DFT faces significant limitations in predicting excitonic effects accurately. The method's single-particle nature cannot properly describe electron-hole interactions that dominate optical processes in quantum dots. While DFT can predict absorption onsets, it fails to capture exciton binding energies that can exceed hundreds of meV in strongly confined systems. This limitation becomes particularly apparent when comparing DFT results with experimental photoluminescence spectra, where excitonic peaks appear at energies below the calculated bandgap. Time-dependent DFT offers some improvement by including electron-hole correlations, but still struggles with charge transfer excitations and multi-exciton generation processes.

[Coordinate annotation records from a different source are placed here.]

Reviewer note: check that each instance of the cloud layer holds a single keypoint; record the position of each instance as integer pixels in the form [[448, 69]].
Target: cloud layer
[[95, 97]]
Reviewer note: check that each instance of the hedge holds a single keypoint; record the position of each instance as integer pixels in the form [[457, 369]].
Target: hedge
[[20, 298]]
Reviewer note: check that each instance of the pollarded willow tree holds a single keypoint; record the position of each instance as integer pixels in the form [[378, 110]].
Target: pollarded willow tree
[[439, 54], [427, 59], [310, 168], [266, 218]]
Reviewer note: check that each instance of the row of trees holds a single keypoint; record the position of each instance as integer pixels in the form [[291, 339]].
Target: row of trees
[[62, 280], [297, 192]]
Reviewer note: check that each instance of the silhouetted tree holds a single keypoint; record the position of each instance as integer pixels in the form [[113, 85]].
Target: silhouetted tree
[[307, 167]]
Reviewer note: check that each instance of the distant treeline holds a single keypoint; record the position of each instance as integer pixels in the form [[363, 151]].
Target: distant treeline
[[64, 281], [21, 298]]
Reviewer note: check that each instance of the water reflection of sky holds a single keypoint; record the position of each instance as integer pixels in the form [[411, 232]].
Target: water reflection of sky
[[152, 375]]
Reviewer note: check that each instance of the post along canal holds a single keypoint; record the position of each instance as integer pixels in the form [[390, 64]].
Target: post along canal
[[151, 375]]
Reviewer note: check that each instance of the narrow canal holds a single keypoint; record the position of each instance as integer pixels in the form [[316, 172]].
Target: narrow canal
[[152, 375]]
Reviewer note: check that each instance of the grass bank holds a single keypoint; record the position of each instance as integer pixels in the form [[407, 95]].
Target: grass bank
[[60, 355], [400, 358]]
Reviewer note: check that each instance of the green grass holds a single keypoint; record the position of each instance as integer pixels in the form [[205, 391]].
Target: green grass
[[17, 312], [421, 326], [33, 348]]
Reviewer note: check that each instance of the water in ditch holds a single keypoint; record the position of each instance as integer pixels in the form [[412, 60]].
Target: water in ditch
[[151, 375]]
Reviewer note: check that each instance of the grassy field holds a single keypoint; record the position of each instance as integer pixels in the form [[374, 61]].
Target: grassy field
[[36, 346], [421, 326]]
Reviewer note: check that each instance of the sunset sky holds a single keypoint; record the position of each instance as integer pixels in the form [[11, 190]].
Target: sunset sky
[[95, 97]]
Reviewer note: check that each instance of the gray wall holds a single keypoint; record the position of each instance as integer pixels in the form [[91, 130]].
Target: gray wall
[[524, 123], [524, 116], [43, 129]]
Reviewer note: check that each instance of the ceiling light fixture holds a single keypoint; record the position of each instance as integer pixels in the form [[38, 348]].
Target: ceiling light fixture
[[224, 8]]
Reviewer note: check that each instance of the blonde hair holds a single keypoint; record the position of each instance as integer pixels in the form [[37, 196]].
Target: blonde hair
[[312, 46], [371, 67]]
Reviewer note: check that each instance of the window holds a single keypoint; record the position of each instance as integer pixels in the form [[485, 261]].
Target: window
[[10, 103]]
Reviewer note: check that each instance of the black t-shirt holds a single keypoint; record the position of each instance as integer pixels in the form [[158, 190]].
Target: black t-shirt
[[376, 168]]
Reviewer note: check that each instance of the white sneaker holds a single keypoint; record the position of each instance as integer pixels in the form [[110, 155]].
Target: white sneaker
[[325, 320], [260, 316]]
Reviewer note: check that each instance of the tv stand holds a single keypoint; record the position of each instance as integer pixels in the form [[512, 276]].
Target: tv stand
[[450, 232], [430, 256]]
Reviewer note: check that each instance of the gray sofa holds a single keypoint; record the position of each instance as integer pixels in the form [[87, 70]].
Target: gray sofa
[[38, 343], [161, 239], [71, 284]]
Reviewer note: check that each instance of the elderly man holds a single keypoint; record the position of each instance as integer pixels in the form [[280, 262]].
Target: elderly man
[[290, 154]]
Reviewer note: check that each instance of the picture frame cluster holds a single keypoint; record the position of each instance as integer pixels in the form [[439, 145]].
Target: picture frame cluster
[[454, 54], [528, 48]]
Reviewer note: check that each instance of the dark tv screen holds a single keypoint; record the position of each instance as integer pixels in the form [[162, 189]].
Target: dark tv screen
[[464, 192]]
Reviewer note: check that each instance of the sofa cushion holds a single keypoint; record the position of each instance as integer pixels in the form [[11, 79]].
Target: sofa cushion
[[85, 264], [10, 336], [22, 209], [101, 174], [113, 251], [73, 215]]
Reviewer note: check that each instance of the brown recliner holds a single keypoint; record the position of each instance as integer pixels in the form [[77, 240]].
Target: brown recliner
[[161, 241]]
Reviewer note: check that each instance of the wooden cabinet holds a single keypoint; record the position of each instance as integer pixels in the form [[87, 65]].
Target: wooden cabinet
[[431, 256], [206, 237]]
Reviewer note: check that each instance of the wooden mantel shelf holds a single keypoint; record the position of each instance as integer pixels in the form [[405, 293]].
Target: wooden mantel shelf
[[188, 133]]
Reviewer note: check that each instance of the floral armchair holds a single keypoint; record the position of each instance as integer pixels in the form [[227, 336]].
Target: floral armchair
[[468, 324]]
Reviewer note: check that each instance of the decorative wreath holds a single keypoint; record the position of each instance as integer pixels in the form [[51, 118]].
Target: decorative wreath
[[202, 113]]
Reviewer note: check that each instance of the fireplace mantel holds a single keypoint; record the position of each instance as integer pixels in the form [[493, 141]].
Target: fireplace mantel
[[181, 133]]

The choice of exchange-correlation functional significantly impacts DFT's predictive power for quantum dots. Local density approximation tends to underestimate bandgaps by 30-50%, while generalized gradient approximation provides slightly better results but still shows systematic errors. Hybrid functionals like B3LYP or PBE0 improve agreement with experiment by including exact exchange, but at increased computational cost. Range-separated hybrids such as CAM-B3LYP offer better performance for charge transfer states but require careful parameterization. Recent developments in GW approximation and Bethe-Salpeter equation approaches provide more accurate treatment of excited states but remain computationally prohibitive for large quantum dot systems.
Despite its limitations, DFT continues to provide valuable guidance for quantum dot research through relatively accessible computations. The method enables high-throughput screening of potential quantum dot materials by predicting trends in bandgap, effective masses, and surface chemistry effects. DFT-derived parameters often serve as inputs for more sophisticated many-body calculations or empirical models. As computational resources expand and theoretical methods advance, DFT remains a foundational tool for understanding and designing quantum-confined semiconductor nanostructures with tailored electronic and optical properties.